Dans les heures qui ont suivi les élections au cours desquelles il a été réélu au premier tour, il s'est entretenu avec le secrétaire général de l'OEA, l'Uruguayen Luis Almagro, qui avait déjà préparé un rapport préliminaire tendancieux contre lui.
Lorsque j'ai terminé une réunion avec le chancelier le 12 novembre à deux heures du matin, au cours de laquelle j'ai été informé d'un rapport préliminaire d'Almagro à la commission électorale selon lequel, en réalité, ce n'était pas une telle chose, mais une simple note, j'ai alors demandé à Almagro de la suspendre parce que la présenter embraserait la Bolivie et allait causer de nombreux décès, comme cela s'est effectivement produit.
Ainsi, a-t-il condamné, les mains de Luis Almagro et de l'OEA étaient remplies du sang du peuple bolivien. Je lui ai dit : suspendez-le, envoyez-le-lui et partagez-le avec les observateurs de l'Argentine, du Paraguay, de l'Espagne et de l'Union européenne.
Mais il ne l'a pas fait, et la chose la plus suspecte, c'est que les jours ont passé, les 12 et 13, et qu'il n'y a toujours pas de rapport officiel de l'OEA, mais ce rapport préliminaire qui a été accéléré pour consommer le coup d'État au petit matin, mené par les États-Unis.
Cependant, il existe deux autres rapports internationaux du Michigan et un centre de recherche politique également des États-Unis dans lesquels il corrobore qu'il n'y a pas eu de fraude aux élections comme l'OEA l'a déclaré.
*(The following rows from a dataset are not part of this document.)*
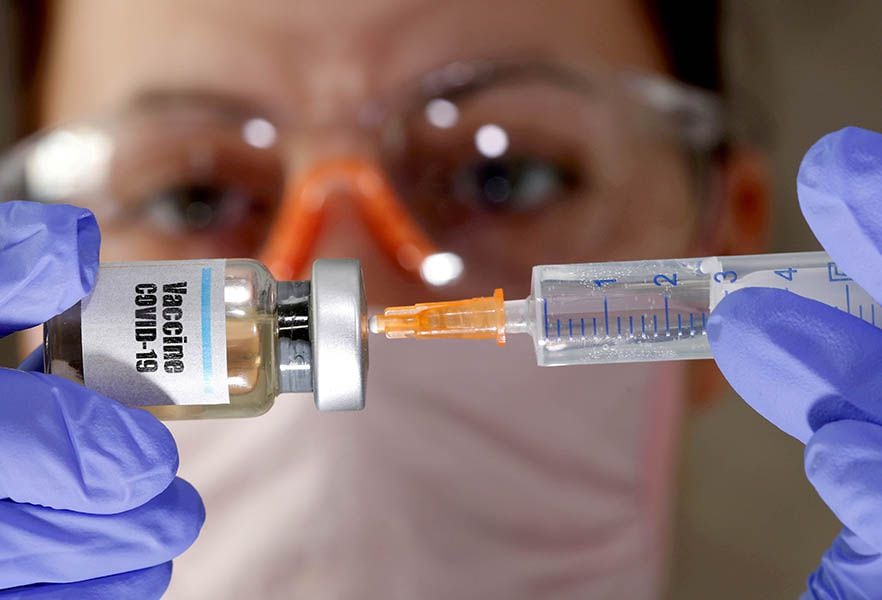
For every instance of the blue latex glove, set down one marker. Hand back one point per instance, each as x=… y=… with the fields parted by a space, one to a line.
x=816 y=371
x=90 y=506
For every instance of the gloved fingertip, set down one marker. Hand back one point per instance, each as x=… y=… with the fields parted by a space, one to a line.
x=143 y=584
x=49 y=257
x=838 y=186
x=182 y=517
x=83 y=452
x=843 y=461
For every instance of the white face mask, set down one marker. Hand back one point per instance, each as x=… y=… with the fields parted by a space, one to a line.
x=471 y=474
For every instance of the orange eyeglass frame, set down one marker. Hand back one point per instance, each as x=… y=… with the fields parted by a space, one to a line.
x=300 y=218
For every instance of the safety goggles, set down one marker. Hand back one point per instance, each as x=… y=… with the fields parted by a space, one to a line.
x=479 y=171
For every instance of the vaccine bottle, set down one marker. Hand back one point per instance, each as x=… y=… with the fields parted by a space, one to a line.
x=202 y=339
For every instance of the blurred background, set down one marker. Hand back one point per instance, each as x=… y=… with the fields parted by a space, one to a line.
x=748 y=524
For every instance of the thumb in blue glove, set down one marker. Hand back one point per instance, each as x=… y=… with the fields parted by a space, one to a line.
x=813 y=370
x=92 y=505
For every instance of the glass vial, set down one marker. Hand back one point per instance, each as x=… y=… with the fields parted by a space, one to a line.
x=215 y=338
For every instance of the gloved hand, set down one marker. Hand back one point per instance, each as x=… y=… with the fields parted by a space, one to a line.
x=90 y=504
x=816 y=371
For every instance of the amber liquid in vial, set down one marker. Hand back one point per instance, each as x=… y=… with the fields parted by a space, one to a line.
x=251 y=347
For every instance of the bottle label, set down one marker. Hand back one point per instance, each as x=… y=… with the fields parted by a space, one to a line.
x=154 y=333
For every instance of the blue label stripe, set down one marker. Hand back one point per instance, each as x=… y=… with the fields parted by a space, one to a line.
x=206 y=330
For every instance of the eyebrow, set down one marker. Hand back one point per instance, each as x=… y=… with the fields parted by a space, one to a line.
x=232 y=104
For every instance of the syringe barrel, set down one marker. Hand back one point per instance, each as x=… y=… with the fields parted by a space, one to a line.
x=658 y=310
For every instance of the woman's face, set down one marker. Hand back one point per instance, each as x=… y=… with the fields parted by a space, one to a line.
x=606 y=188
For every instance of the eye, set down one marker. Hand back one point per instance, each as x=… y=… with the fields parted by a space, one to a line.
x=514 y=184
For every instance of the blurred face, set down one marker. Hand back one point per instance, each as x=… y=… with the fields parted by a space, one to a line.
x=223 y=108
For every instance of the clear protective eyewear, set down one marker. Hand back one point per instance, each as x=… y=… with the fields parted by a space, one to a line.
x=480 y=171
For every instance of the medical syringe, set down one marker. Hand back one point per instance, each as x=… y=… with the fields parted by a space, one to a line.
x=627 y=311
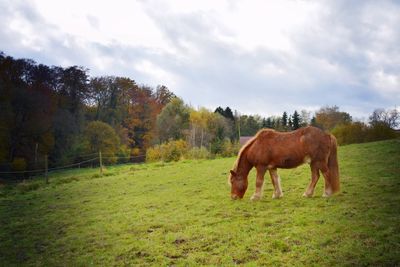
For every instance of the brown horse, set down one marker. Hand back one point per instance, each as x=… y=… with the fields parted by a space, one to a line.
x=269 y=150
Maintenant, a-t-il rapporté, nous demandons la création d'une commission internationale de la vérité et avons révélé qu'à cet égard, il a déjà parlé au téléphone avec l'ancien président américain Jimmy Carter pour aider à enquêter et à connaître la vérité et démontrer qu'il y a eu un coup d'État d'un nouveau genre, sanguinaire.
Après cette expérience, je me rends compte de ce qu'est l'OEA et l'histoire de son coup d'État est corroborée. L'OEA est un complot de coup d'État, a-t-il répété, elle ne respecte pas la souveraineté des États.
Je ne sais pas comment la conscience d'Almagro n'est pas serrée. En fin de compte, il avait reconnu la victoire, qu'Evo avait pu exercer sa candidature et son mandat, qu'il y avait les chiffres économiques, et qu'il continuait à gouverner.
Mais les Etats-Unis se joignent au coup d'Etat et l'OEA accélère le prétendu " rapport préliminaire " pour que la Bolivie se réveille le matin sous le coup d'Etat fasciste : quelle organisation avons-nous en Amérique latine, s'est-il exclamé pour fermer la roue avec les journalistes.